I completed my Bachelor's degree in History at University Paris 1 – Panthéon-Sorbonne in June 2020. I then undertook the MA programme in History at Durham University before completing a DPhil in History at the University at Oxford in July 2024. I have also worked as a research assistant for the ERC-funded research project, 'The European Fiscal-Military System, 1530-1870', and currently contribute to the Royal Studies Journal as book reviewer and copyeditor.
Research Interests:
My research, at the junction of political, gender and cultural history, studies the agency of princes in the self-fashioning of their image. While my masters research focused on Philip II of Spain as England's first male consort, under Mary I (1554-1558), my DPhil thesis examines the figure of Francis Stephen of Lorraine, the husband of Maria Theresa of Austria, between 1736 and 1745. Through his case, it investigates the structural constraints of an eighteenth-century prince’s agency in his efforts to shape an identity, and the impact of gender barriers in this process.

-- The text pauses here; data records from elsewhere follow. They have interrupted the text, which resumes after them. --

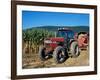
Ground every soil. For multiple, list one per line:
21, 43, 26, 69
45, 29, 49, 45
22, 50, 89, 69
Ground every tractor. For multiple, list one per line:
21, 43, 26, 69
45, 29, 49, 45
39, 28, 80, 63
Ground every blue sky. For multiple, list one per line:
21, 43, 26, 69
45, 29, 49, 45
22, 11, 89, 29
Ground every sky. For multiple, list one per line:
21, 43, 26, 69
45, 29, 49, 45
22, 11, 89, 29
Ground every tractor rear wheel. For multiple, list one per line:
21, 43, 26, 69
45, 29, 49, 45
53, 46, 66, 63
39, 46, 50, 61
70, 41, 80, 57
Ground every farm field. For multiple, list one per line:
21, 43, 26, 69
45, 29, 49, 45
22, 50, 89, 69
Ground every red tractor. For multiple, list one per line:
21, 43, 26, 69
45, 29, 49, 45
39, 28, 80, 63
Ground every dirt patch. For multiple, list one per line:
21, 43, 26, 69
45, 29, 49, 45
22, 50, 89, 69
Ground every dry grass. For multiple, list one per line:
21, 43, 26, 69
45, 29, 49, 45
22, 50, 89, 69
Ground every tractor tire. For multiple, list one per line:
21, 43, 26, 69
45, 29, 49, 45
70, 41, 80, 57
53, 46, 67, 63
39, 46, 50, 61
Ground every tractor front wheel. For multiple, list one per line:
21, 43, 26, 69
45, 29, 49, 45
53, 46, 66, 63
39, 46, 51, 61
70, 41, 80, 57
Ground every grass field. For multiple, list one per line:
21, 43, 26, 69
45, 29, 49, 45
22, 50, 89, 69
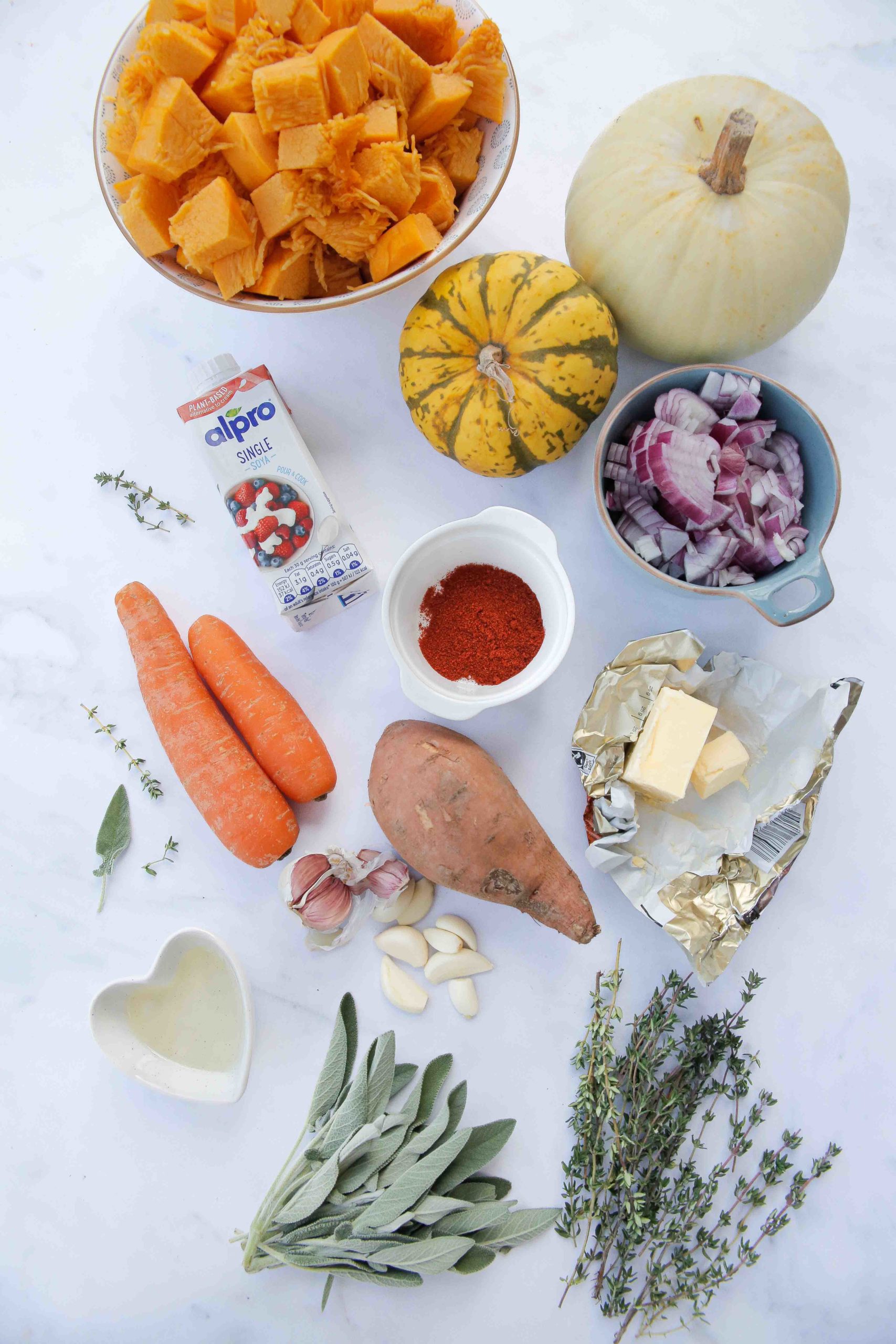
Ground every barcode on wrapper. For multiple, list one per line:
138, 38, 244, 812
747, 802, 805, 871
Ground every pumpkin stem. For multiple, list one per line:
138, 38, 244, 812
476, 345, 520, 434
700, 108, 756, 196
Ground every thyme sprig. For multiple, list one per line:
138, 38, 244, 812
556, 949, 840, 1344
142, 836, 178, 878
94, 470, 195, 532
81, 704, 163, 795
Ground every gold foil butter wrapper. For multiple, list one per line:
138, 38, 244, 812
572, 631, 862, 984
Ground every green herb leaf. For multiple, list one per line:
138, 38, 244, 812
94, 783, 130, 914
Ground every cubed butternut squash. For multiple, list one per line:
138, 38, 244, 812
314, 28, 371, 117
171, 177, 252, 270
357, 98, 404, 149
222, 111, 277, 191
246, 242, 312, 298
423, 124, 482, 192
307, 206, 389, 264
373, 0, 461, 66
407, 70, 473, 140
137, 19, 222, 83
411, 159, 457, 234
447, 19, 508, 121
352, 144, 420, 219
120, 173, 177, 257
199, 16, 298, 117
128, 75, 220, 182
211, 200, 269, 298
368, 215, 442, 284
357, 14, 430, 111
252, 55, 329, 134
206, 0, 255, 41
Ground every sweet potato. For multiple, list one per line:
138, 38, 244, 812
368, 719, 600, 942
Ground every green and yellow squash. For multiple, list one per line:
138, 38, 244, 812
399, 253, 618, 476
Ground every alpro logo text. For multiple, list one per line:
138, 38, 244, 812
206, 402, 277, 447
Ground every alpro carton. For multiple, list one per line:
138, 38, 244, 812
177, 355, 377, 631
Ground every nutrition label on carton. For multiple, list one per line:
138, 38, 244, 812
177, 355, 377, 631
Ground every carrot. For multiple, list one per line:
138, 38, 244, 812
189, 615, 336, 802
115, 583, 298, 868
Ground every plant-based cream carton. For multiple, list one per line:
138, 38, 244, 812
177, 355, 377, 631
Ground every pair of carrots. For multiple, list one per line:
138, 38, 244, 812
115, 583, 336, 868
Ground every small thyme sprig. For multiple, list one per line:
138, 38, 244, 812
94, 470, 195, 532
81, 704, 163, 799
556, 949, 840, 1344
142, 836, 177, 878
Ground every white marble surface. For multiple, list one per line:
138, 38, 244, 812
0, 0, 896, 1344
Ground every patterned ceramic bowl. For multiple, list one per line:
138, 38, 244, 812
93, 0, 520, 313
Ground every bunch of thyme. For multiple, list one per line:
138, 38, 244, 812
556, 949, 840, 1344
94, 470, 194, 532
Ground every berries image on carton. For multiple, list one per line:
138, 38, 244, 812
177, 355, 377, 631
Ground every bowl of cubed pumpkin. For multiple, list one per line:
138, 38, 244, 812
94, 0, 519, 312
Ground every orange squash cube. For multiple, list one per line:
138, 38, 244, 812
357, 98, 404, 149
128, 75, 220, 182
252, 55, 329, 134
447, 19, 508, 121
357, 14, 430, 111
246, 243, 312, 298
320, 0, 373, 28
423, 124, 482, 192
211, 200, 269, 298
171, 177, 252, 270
222, 111, 277, 191
407, 70, 473, 140
199, 17, 298, 118
314, 28, 371, 117
118, 173, 177, 257
373, 0, 461, 66
352, 144, 420, 219
206, 0, 255, 41
137, 19, 220, 83
368, 215, 442, 284
413, 159, 457, 234
293, 0, 331, 47
307, 206, 389, 265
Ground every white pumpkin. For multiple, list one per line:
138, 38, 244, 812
565, 75, 849, 363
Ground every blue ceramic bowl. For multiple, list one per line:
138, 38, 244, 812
594, 364, 840, 625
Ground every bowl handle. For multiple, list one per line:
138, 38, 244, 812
728, 555, 834, 625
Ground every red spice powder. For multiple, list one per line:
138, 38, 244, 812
420, 564, 544, 686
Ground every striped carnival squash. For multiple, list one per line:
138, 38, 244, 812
399, 253, 617, 476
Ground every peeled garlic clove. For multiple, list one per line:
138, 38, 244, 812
435, 915, 478, 951
423, 929, 463, 951
380, 957, 430, 1012
371, 878, 415, 923
423, 948, 494, 985
373, 925, 430, 968
449, 976, 480, 1017
396, 878, 435, 923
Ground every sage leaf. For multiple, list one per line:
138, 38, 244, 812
451, 1246, 494, 1274
274, 1153, 339, 1223
435, 1203, 511, 1236
371, 1236, 473, 1274
355, 1129, 470, 1231
433, 1119, 516, 1195
93, 783, 130, 914
307, 994, 357, 1128
476, 1208, 560, 1250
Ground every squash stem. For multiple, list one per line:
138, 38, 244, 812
700, 108, 756, 196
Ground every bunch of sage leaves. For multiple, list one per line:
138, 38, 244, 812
234, 994, 559, 1310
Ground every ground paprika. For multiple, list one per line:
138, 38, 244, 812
419, 564, 544, 686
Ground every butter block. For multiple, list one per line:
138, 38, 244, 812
690, 732, 750, 799
622, 686, 716, 802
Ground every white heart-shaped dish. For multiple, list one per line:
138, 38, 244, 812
90, 929, 255, 1104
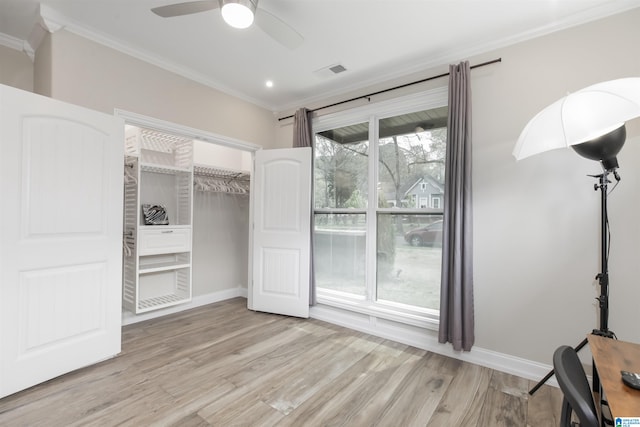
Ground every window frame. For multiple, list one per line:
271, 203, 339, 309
312, 87, 448, 330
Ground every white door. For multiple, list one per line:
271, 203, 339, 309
249, 148, 311, 317
0, 85, 124, 397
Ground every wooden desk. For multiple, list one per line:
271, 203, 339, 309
587, 334, 640, 418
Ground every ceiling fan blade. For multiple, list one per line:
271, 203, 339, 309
256, 8, 304, 50
151, 0, 220, 18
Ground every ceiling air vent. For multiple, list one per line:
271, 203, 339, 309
313, 64, 347, 77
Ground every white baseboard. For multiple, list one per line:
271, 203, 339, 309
122, 288, 247, 326
122, 288, 558, 387
310, 305, 558, 387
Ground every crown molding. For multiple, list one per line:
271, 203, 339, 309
276, 0, 640, 116
40, 6, 274, 111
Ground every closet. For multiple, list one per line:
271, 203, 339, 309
122, 125, 251, 323
122, 127, 193, 314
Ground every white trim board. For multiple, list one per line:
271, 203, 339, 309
309, 305, 558, 387
122, 287, 247, 326
122, 288, 558, 387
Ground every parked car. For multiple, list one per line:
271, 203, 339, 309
404, 221, 442, 246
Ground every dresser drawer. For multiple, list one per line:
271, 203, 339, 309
138, 227, 191, 255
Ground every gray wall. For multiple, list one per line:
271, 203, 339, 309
6, 6, 640, 364
0, 45, 33, 92
277, 9, 640, 365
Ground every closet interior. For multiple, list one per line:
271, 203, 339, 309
123, 126, 251, 323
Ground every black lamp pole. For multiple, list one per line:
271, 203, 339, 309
529, 125, 627, 395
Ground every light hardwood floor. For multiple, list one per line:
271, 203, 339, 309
0, 298, 562, 427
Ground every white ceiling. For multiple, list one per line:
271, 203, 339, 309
0, 0, 640, 112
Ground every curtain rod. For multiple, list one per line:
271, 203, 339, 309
278, 58, 502, 121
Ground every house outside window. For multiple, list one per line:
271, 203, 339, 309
313, 89, 448, 323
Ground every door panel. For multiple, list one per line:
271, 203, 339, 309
249, 148, 311, 317
0, 86, 124, 397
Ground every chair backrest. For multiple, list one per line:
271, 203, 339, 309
553, 345, 600, 427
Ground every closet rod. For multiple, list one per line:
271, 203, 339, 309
278, 58, 502, 121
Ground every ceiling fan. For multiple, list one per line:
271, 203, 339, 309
151, 0, 304, 49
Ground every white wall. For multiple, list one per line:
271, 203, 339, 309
0, 45, 33, 92
288, 9, 640, 365
193, 140, 251, 172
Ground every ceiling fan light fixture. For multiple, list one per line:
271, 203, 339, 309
220, 0, 258, 29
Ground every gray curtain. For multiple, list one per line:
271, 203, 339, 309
293, 108, 313, 148
293, 108, 316, 305
438, 61, 475, 351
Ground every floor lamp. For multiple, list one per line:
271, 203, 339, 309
513, 78, 640, 395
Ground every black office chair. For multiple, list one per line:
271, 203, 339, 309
553, 345, 600, 427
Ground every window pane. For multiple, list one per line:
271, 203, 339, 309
378, 107, 447, 209
314, 122, 369, 209
313, 214, 366, 296
376, 214, 442, 310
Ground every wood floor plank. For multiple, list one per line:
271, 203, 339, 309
0, 298, 562, 427
428, 356, 492, 427
527, 381, 562, 427
478, 371, 528, 427
377, 355, 453, 427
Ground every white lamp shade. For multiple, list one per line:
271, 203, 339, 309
513, 77, 640, 160
220, 0, 256, 29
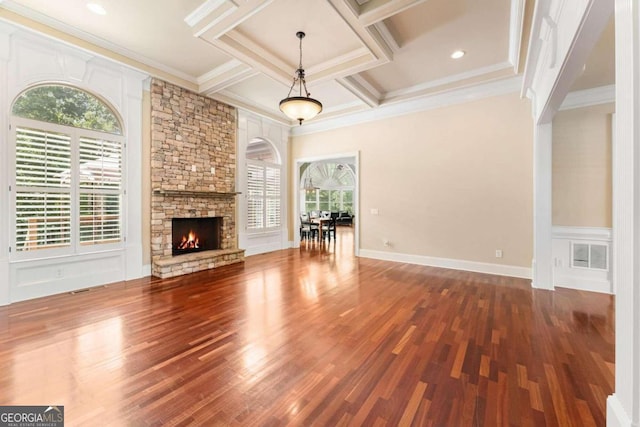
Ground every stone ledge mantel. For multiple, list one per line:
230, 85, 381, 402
153, 189, 242, 197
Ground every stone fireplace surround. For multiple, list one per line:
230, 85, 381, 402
151, 79, 244, 278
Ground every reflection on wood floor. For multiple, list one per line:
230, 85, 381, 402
0, 227, 614, 426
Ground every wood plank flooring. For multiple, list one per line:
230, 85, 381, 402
0, 227, 614, 426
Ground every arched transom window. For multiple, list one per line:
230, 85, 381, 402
11, 85, 124, 256
300, 162, 355, 213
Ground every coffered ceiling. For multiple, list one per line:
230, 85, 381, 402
0, 0, 532, 125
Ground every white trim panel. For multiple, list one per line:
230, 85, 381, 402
607, 393, 633, 427
560, 85, 616, 110
9, 250, 126, 302
360, 249, 531, 279
552, 227, 613, 294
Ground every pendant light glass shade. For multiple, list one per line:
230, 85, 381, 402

The thesis studies Francis’s ‘exercise of princehood’, a notion coined in this research project that comprises his behaviour at court, his interactions with important individuals composing the latter and with wider socio-political elites, and his overseeing of the spread of his image to various audiences. These audiences are studied using an innovative methodology that structures them in concentric circles around the princely figure.
I am seeking to pursue my study of princely propaganda and gender questions in monarchy in future postdoctoral research.